第37話 魂の行く先

 キサラは鬼の骨が収まった瓶を手に、魔法陣を作っている。

 何度も作ってきた紋様は、全てが失われてもキサラの記憶の中にはっきりと残っていた。


 忘れもしない、サヤの美しい舞の足許が描く紋様だ。


『……なァ、サヤの魂を呼んでどうするンだ?』


 羅刹鬼の問いかけに、キサラは思い出したように顔を上げ、彼を見つめた。


 サヤを失ったあの日から、キサラの生きる目的は、サヤを蘇らせることと同義になった。

 だが、サヤを蘇らせるには自分が『材料』として必要不可欠なのだ。


 ――あの日のサヤは……。


 キサラは、サヤの最期の刻に想いを馳せる。

 サヤもまた、命を賭けてハクライの里の人々を蘇らせようとしたのだろうか。

 キサラと共に、またハクライの里で暮らすために。


 反魂術を成功させるために、サヤは自らの命と引き換えにしたはずだ。

 肉体は滅びても、魂となってハクライの里の皆とともに、キサラと寄り添って暮らすつもりだったのかも知れない。

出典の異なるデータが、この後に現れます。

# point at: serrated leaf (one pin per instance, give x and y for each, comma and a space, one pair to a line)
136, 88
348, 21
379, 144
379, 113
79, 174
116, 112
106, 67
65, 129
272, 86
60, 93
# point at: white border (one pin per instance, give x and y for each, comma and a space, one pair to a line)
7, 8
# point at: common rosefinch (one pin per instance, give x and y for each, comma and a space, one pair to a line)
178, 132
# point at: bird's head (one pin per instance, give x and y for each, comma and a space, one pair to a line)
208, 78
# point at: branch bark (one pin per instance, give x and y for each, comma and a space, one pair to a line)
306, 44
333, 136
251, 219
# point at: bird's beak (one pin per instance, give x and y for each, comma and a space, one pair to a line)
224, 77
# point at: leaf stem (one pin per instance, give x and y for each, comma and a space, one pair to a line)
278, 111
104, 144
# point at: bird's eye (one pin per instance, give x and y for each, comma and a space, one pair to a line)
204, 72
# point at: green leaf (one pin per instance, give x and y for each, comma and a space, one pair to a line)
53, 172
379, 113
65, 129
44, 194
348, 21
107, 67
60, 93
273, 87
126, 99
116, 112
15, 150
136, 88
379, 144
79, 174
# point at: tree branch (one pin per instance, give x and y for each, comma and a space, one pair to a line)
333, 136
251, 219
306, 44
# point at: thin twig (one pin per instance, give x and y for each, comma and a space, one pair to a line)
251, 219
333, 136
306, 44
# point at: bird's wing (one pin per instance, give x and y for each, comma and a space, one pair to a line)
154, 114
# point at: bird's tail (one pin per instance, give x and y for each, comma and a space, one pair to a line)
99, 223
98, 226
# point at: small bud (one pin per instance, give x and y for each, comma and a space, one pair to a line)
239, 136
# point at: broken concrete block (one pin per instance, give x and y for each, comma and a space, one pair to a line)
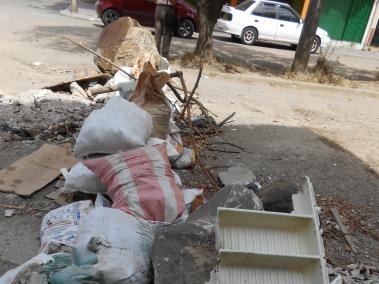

 ――神人の粛正を受けるまでもなく、サヤの命はそこで途絶えていた……?


 今となっては、サヤがなにを思っていたのかはキサラには知る由もない。

 ただ、それでも共に暮らそうとしていたのは確かだった。


 ならば、今の自分は……?


 長い自問自答の末に、キサラは力なく首を横に振った。


「……わからない……」


 考えたところで、わかるはずもない。


『わかンねェのに、やってたのか……。まァ、お前らしいなァ』


 羅刹鬼はそう言って静かに笑った。キサラもつられて微笑んだ。


『運が良けりゃァ、魂だけコッチで暮らせばいいンだよ』


 楽観的な羅刹鬼の言葉が、キサラにとって僅かな救いだった。



 †



 魂を補完する対象として、エンネアの身体は完成された魔法陣の中心に横たえられている。

 魂が抜けたエンネアは、ただ静かに眠っているように見えた。


「エンネア、許して……」


 サヤの魂の補完に使うエンネアは、魂としては消滅してしまうかもしれない。

 それともサヤとエンネア、ふたりの魂を持つ者になれるのだろうか。

 反魂術を応用し、サヤのしようとしていたことを再現するこのやり方は、キサラにとっても初めてのことだ。何が起こるか全くわからない。


 それでもキサラの意思は変わらなかった。

 蘇らせたサヤが肉体を持つことで、神人の粛正を受けるのを避けなければならない。



 閃光が別棟を引き裂くように照らし、全ての照明が落ちた。



『キサラ!』


 哨戒に当たっていたイルフリードが拡声器で伝えてくる。

 神人の到来を告げられたキサラは、刀と、エンネアが使っていた槍の予備を携え、羅刹鬼で出撃した。


『なンか懐かしい感覚だなァ』


 羅刹鬼が握る槍の感覚が、キサラにも伝わってくる。

 エンネアの戦い方が自分の中に備わったかのような、既視感に似た感覚がキサラを包んだ。


「エンネア、力を貸してね」


『わしの中に入ってるンだ、ちったァ役に立つだろうぜェ!』


 キサラの祈りに羅刹鬼が笑って応じる。


『迎え撃つぞ』


 外の激しい豪雨の中、イルフリードが噴かせていた噴射式推進装置バーニアの出力を上げて研究所を見下ろす山頂を目指す。


『派手に暴れてやンよォ!』


 終末を思わせる墨色の雲の中心へ向け、羅刹鬼も山を駆けた。